É por isso que o princípio da
presunção de inocência é tão importante. Está previsto no art. 5.º, LVII da
Constituição Federal de 1.988, nestes termos: “Ninguém será considerado culpado
até o transito em julgado de sentença penal condenatória”. É verdade que existe
as prisões cautelares, aquelas que podem ser feitas em flagrante,
preventivamente ou temporariamente. Nenhuma destas três prisões estaria a
desafiar tal princípio. Isso se a liberdade não fosse a regra, mas é. Sendo a
liberdade a regra não podemos aceitar prisões com o mínimo de fundamentação,
calcadas apenas na fundamentação jurídica e dissociada dos fatos concretos da
vida.
Quanto a isso, tudo bem, até certo
ponto. É preciso buscar o equilíbrio entre a liberdade do indivíduo e o direito
de punir do Estado. Senão desceremos desgovernados a vala do casuísmo. Assassinaríamos
o que há de mais precioso em nosso tempo. Não há vida digna sem liberdade. Razão
pela qual Otelo torna-se um parâmetro adequado para tal arrazoado. Porque, da
mesma forma que não é absoluta a presunção de inocência, também é totalmente
sem nexo a presunção de culpa. E, com esta presunção de culpa, a agressão do
Estado antes do trânsito em julgado.
Ora, se Otelo continua a ser lida e
encenada tanto tempo após William Shakespeare a escrever, isso não se
deve apenas ao fato de o texto ser primoroso. A verdade é que a peça toca em questões
dramáticas da nossa vida cotidiana. De forma que está sempre em evidencia. O nosso
Direito Penal tratou de facilitar a utilização de meios coativos contra o
infrator penal, mesmo que ele seja mero suspeito. Portanto, são legítimos,
durante a persecução penal, o constrangimento do inquérito policial, os interrogatórios
e as prisões cautelares. Todavia, as medidas próprias da execução não podem ser
aplicadas ao acusado. É difícil entender isso, até mesmo porque após a prisão
não parecem ter outras medidas mais graves. Todavia, é da presunção de inocência
que decorre que o sujeito somente pode ser processado pelos crimes previstos na
lei, tem assegurado o devido processo legal, não pode ser julgado sem citação
regular, a favor do réu vigora o princípio in dubio pro reo, o fato que
apresentar dúvida razoável quanto à sua ocorrência não pode ser considerado
provado, e, por fim, o acusado tem direito a ter seu caso julgado em prazo razoável.

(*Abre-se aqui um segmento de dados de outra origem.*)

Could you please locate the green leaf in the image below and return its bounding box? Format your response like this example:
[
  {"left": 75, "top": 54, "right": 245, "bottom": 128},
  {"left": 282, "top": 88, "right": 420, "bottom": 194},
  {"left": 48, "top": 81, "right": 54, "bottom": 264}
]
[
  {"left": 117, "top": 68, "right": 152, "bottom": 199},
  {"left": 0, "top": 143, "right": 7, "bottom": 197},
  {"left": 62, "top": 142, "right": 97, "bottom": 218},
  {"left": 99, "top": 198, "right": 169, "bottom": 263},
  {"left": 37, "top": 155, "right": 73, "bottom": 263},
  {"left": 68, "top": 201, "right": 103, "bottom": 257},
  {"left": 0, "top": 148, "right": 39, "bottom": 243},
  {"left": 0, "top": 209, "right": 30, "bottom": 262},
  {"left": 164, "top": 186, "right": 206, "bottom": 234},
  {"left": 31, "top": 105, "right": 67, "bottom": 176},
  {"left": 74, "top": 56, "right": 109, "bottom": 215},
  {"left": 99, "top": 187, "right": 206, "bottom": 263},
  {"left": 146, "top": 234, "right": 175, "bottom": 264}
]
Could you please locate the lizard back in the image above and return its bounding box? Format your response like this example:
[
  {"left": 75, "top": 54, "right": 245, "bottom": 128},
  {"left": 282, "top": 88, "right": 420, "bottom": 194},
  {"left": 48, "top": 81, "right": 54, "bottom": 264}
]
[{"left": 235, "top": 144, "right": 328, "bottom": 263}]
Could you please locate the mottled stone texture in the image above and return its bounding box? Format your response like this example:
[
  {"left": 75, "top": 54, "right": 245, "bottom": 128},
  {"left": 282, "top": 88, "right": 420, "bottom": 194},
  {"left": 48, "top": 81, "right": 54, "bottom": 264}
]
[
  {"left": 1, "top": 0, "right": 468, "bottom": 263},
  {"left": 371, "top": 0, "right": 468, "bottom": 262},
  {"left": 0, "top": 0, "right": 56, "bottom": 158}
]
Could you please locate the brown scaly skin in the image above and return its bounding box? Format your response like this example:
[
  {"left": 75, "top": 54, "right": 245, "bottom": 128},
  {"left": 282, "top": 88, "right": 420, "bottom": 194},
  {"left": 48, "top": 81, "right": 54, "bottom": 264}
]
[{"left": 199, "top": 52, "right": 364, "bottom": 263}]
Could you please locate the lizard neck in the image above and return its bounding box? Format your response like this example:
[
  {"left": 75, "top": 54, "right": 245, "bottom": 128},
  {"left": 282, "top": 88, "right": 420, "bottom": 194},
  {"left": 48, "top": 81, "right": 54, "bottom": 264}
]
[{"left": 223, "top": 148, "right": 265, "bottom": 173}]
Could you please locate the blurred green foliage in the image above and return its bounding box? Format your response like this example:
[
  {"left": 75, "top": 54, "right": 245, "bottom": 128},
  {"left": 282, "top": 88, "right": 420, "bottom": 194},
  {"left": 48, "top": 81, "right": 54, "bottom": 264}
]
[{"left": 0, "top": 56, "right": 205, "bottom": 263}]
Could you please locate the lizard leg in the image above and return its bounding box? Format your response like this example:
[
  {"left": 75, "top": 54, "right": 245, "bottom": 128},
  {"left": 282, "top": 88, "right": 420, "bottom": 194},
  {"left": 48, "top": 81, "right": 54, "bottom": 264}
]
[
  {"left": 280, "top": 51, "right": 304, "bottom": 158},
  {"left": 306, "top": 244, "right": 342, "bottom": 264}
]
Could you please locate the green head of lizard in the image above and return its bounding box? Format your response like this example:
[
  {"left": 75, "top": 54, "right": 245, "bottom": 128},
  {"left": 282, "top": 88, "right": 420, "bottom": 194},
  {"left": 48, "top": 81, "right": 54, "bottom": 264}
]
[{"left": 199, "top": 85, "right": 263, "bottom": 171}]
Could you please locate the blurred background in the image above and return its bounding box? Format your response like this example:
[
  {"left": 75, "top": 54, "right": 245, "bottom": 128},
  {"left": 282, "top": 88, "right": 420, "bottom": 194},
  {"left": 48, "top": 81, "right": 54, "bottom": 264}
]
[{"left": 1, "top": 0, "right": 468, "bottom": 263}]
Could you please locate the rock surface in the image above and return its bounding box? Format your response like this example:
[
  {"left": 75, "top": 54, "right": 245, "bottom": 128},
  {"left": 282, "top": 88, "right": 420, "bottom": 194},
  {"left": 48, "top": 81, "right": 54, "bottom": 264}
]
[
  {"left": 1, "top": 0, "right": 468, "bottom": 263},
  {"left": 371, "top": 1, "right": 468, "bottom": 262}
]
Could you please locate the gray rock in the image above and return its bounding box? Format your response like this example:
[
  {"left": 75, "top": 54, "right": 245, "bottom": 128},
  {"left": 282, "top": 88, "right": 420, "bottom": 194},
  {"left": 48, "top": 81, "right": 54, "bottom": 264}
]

Da para ver que tudo fica bem mais nítido
quando olhamos um fato por mais de uma vez. E acusar uma pessoa não é tarefa
fácil. Aquela juíza apenas aposentou-se, com proventos proporcionais a seu
tempo de serviço. E isso, de fato, não parece punição. Mas, na verdade, como
Otelo, que matou a amada Desdêmona, existem fantasmas que a rondam, mas que ela
não veria se tivesse respeitado o princípio da presunção de inocência.